Doctor WHO: Celebrating World Health Day in Malé this weekend

The World Health Organisation (WHO) is celebrating World Health Day today with activities around the world, and the theme “urbanisation and health” which aims to improve urban equity gaps, the leading cause for many health problem’s in the world’s poor according to the WHO.

Past themes have been “working together for health” in 2006 which focused on the health workforce crisis; “international health society” in 2007, aiming to improve the first line of defence against public health emergencies; “protecting health from climate change” in 2008, which looked at the effects of climate change on vulnerable populations; and “save lives, make hospitals safer in emergencies” in 2009.

This year’s campaign 1000 cities, 1000 lives is bringing attention to the issues of urban health. The WHO believes “urbanization is one of the major threats to health in the twenty-first century.”

Urban health

Although the WHO recognises urban environments can provide “great opportunities for individuals and families to prosper,” they can also harm our health in many ways, if the infrastructure and lifestyle in these urban sectors aren’t improved.

Some of the challenges the WHO cites as being problematic in urban areas are “overcrowding; air pollution; rising levels of risk factors like tobacco use, unhealthy diet, physical inactivity and the harmful use of alcohol; road traffic injuries; inadequate infrastructure, transport facilities, solid waste management systems; and insufficient access to health facilities in slum areas.”

According to the WHO, more than half of the world’s population now lives in urban areas, something that has never before happened in our history. They note that about 34% of the total population of the WHO’s South-East Asia Region is urban.

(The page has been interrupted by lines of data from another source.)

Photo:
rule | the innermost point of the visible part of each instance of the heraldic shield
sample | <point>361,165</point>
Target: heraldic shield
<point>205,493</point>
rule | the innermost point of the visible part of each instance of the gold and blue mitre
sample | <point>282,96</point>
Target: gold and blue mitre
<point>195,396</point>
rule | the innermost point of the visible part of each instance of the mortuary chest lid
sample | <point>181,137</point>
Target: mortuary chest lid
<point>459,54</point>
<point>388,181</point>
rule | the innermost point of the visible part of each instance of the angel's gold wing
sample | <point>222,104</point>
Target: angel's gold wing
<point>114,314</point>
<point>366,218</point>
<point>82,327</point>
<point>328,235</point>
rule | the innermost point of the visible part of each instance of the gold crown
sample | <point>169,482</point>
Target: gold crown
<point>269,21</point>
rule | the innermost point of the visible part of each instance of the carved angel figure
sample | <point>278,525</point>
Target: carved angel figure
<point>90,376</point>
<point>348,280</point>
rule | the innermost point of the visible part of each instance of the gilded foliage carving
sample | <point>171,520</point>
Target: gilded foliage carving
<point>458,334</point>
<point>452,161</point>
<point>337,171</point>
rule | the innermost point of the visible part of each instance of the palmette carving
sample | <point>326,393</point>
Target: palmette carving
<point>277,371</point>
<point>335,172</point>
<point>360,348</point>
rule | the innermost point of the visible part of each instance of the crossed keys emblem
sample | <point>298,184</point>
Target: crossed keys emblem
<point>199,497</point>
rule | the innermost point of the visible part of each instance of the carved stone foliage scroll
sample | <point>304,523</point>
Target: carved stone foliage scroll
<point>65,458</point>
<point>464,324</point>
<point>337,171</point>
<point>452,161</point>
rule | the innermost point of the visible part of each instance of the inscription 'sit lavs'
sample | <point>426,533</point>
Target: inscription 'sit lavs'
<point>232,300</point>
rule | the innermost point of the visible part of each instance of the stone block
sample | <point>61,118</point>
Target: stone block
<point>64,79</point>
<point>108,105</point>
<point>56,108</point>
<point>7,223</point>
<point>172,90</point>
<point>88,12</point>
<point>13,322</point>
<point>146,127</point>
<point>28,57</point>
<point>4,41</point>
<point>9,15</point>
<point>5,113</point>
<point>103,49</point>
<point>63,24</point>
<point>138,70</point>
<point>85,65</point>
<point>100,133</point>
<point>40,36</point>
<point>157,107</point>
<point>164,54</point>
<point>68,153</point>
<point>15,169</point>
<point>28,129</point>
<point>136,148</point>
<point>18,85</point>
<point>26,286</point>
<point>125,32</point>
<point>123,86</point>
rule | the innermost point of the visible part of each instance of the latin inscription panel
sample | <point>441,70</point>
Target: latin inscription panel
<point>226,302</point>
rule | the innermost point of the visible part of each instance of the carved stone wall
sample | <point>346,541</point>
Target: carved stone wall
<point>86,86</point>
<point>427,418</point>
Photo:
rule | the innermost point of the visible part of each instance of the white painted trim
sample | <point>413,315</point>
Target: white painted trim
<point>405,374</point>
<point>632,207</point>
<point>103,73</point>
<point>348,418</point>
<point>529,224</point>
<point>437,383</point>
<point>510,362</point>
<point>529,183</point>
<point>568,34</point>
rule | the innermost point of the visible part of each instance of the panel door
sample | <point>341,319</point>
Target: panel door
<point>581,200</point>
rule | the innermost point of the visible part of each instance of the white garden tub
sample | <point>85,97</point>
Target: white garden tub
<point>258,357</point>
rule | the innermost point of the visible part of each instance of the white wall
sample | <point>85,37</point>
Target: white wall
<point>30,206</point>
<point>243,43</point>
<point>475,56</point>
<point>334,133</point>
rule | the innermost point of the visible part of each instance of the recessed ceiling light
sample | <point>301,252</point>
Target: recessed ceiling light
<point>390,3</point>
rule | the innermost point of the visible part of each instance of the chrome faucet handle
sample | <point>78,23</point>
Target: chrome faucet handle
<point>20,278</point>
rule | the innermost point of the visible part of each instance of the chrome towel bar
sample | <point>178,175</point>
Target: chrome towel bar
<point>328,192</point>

This year’s World Health Day aims to promote finding solutions to the roots of urban health issues and to “build partnerships with multiple sectors of society to make cities healthier.”

But improving urban sectors does not just benefit health, but is an economically sound proposal. The WHO estimates that “every $1 spent on sanitation gives a return of US$ 9.10 in terms of prevention and treatment of illnesses. Improved transportation, infrastructure and greener technologies enhance urban quality of life, including fewer respiratory ailments and accidents and better health for all.”

WHO Representative to the Maldives Dr Jorge Mario Luna says the solution to many of the health issues exacerbated by overcrowding, pollution, inactivity and unhealthy diets, violence and injury is proper urban planning.

“Proper urban planning can promote healthy behaviours and safety through investment in active transport, designing areas to promote physical activity and passing regulatory controls on tobacco and food safety. Improving urban living conditions in the areas of housing, water and sanitation will go a long way to mitigating health risks. Building inclusive cities that are accessible and age-friendly will benefit all urban residents.”

He added that “such actions do not necessarily require additional funding, but commitment to redirect resources to priority interventions, thereby achieving greater efficiency.”

Malé Health Fair

With this in mind, this year’s campaign is promoting ‘greener’ and healthier lifestyle options, which will be  showcased in Malé’s Health Fair, to be held on Saturday 10 April from 4:00-6:30 pm, and then from 8:00-10:30 pm in different locations around the city.

There will be activities held in Ameenee Park, Children’s Park, the Social Center, and other locations around Malé, Hulhumalé and Vilingili.

Some of the activities include free sporting events like dodge-ball and gymnastics; public awareness demonstrations on first aid and sanitation; food preparation counselling for kids; quizzes and puzzles; medical check-ups at ADK hospital; and distribution of information on living a healthier life.

On Friday 9 April there will be a ‘bicycle round’ where senior government officials and other volunteers will join in bicycle round of Malé.

The ‘round’ will start at the Artificial Beach at 4:00 pm and will follow a westerly route, for about half an hour, along Boduthakurufaan Magu, ending at Licence Sarahahdhu near IGMH.

A full schedule of events will be available at the WHO website and the Ministry of Health and Family website from tomorrow.